Let’s also look at the nature of the relationship between Uber and its drivers. As Uber is confronted with safety regulations, both for its drivers and riders, it has to tighten up on its quality standards when selecting drivers and implement processes to manage safety-related issues. To do this it has to impose rules on its drivers that render them more employee-like. Uber, therefore, has to convince the courts and regulators that it is a safety-conscious transport (or perhaps even a logistics) business and it is ‘merely’ a coordinator of customers and driver workers i.e. it is not an employer. It continues to resist this classification, because, as an employer, costs would rise and the fleet-footed scalable economic model would be threatened. Its drivers, gig economy workers, are caught up between these two conflicting objectives.

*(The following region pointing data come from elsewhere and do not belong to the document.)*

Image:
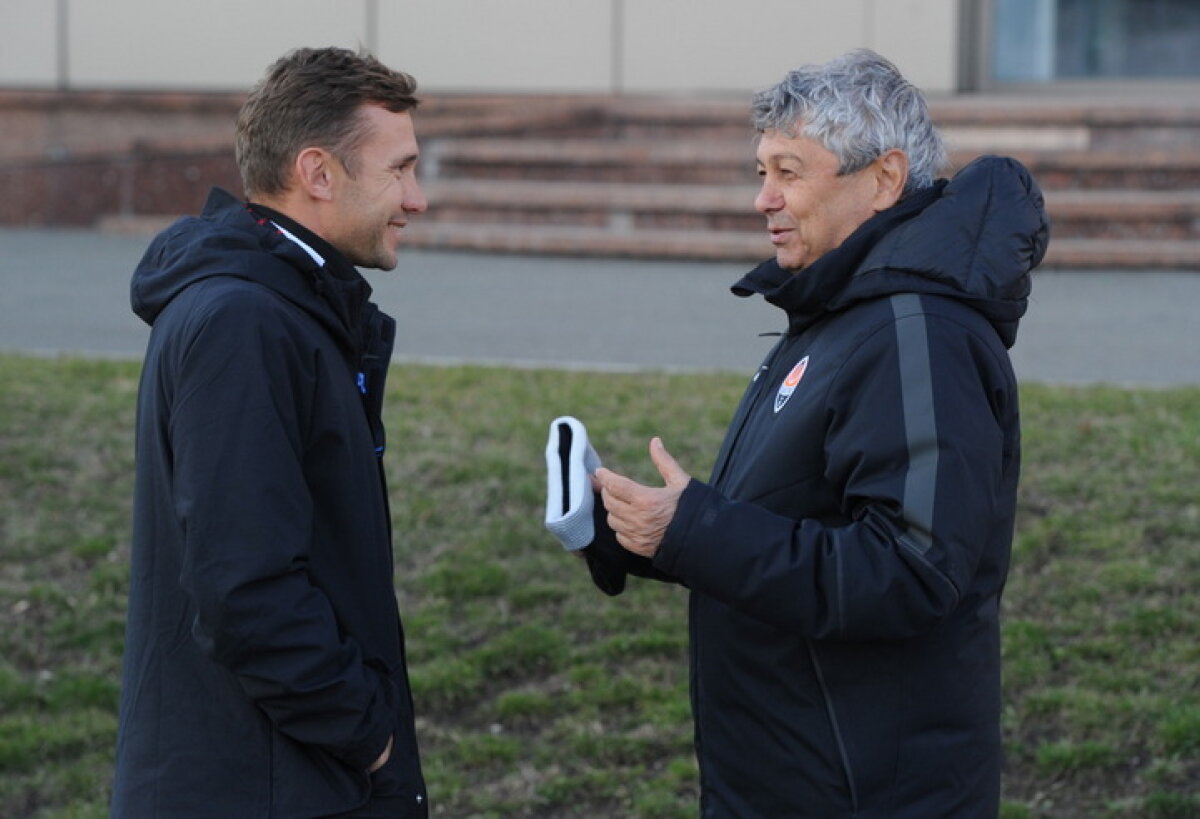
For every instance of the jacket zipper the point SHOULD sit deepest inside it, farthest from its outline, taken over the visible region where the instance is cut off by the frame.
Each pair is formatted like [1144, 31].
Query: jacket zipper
[751, 402]
[833, 724]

Travis Kalanick, co-founder of Uber, was asked to vacate the CEO role in 2017. This was after a series of revelations regarding his management of sexual harassment claims or rather his lack of management of these claims which he ignored. Around the same time he was seen in a video berating a driver who was criticising the company for frequently changing their policies leading to a loss of income for the driver. The ride started congenially enough. Kalanick, wedged between two female friends, making small talk about his birthday, shoulders shimmying to the sounds of Maroon 5 becomes agitated by the questions raised by the driver at the end of the Uber Black ride and ends up ranting at the driver with a few expletives thrown in for good measure. Kalanick is often cited as an example of the tech bro culture in the Silicon Valley ecosystem of funders and financiers.

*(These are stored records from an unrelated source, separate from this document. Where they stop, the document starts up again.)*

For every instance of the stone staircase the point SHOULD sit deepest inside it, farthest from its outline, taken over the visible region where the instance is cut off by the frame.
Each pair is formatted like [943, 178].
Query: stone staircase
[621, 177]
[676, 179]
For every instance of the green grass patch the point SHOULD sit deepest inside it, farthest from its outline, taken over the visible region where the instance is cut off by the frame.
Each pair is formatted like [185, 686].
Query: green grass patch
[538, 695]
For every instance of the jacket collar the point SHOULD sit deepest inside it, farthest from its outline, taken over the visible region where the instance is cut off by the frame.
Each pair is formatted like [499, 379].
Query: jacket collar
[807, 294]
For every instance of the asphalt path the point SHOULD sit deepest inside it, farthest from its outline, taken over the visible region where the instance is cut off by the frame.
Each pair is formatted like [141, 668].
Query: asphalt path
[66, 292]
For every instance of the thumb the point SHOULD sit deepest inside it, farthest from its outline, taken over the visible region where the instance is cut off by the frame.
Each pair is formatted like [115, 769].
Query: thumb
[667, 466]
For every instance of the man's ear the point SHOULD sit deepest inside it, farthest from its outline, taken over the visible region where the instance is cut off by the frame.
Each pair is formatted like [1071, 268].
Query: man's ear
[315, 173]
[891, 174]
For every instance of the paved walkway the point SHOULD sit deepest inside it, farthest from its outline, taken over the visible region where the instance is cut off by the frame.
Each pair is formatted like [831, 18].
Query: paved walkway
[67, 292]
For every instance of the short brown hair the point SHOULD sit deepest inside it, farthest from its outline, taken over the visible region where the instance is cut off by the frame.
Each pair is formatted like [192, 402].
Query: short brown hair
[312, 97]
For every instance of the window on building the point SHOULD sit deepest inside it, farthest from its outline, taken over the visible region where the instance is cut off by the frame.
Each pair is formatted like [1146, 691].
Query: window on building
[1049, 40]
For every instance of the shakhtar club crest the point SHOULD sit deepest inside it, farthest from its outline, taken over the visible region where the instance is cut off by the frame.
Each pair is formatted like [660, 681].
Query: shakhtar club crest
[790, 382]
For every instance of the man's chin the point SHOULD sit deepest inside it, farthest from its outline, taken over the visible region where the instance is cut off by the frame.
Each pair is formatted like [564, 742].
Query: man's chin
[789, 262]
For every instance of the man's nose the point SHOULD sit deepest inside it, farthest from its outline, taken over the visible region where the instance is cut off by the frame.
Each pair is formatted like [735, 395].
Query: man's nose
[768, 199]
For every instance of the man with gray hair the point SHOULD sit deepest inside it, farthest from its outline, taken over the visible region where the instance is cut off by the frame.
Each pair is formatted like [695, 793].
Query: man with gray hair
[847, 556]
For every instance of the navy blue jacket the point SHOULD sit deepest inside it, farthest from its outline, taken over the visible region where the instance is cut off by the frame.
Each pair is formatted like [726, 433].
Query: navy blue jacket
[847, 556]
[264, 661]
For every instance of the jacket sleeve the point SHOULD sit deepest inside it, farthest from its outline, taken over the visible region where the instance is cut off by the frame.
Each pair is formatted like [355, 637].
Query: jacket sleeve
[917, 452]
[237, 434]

For the all the technological innovation and disruption of complacent business models and for all the convenience and customer utility provided I wonder, on a net net basis, whether the world is better or worse off with these customer growth driven startups. It’s a complex web of benefits and costs and a straightforward economic tallying up of the costs and benefits won’t highlight the social impact. The answer will also be coloured by the relative weight given to the constituents of an individual’s value system.

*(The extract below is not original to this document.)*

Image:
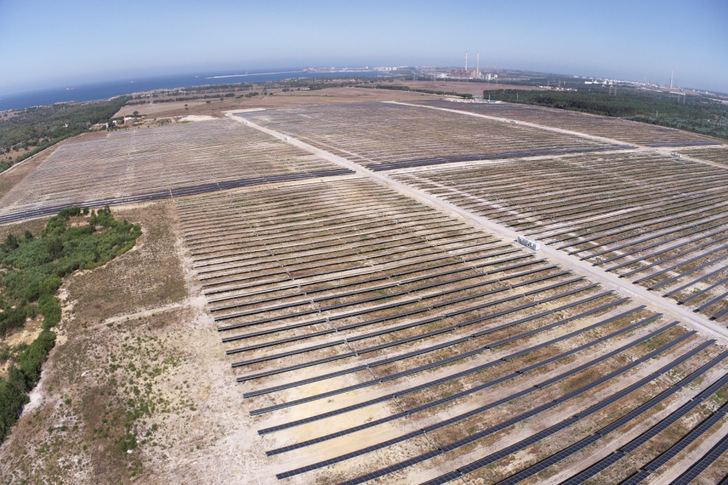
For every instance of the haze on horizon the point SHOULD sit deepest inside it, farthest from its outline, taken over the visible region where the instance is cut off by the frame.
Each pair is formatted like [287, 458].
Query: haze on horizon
[45, 44]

Disruption, by its very nature, is never an orderly process. Disrupters are able to disrupt in large part due to a culture that is reliant on the dissonance between dissatisfaction with the status quo and the willingness to do something about it. Disrupters will strongly feel that they will be judged solely on whether they are able to bridge that chasm with an ends-justifies-the-means mentality. This attitude is a misreading of the mood of the times. Startups are, rightly so, being called to account, not only for the financial bottom line but increasingly for the impact on society and on their employees. It is increasingly clear that how they bridge that gap is just as important as whether they bridge it at all.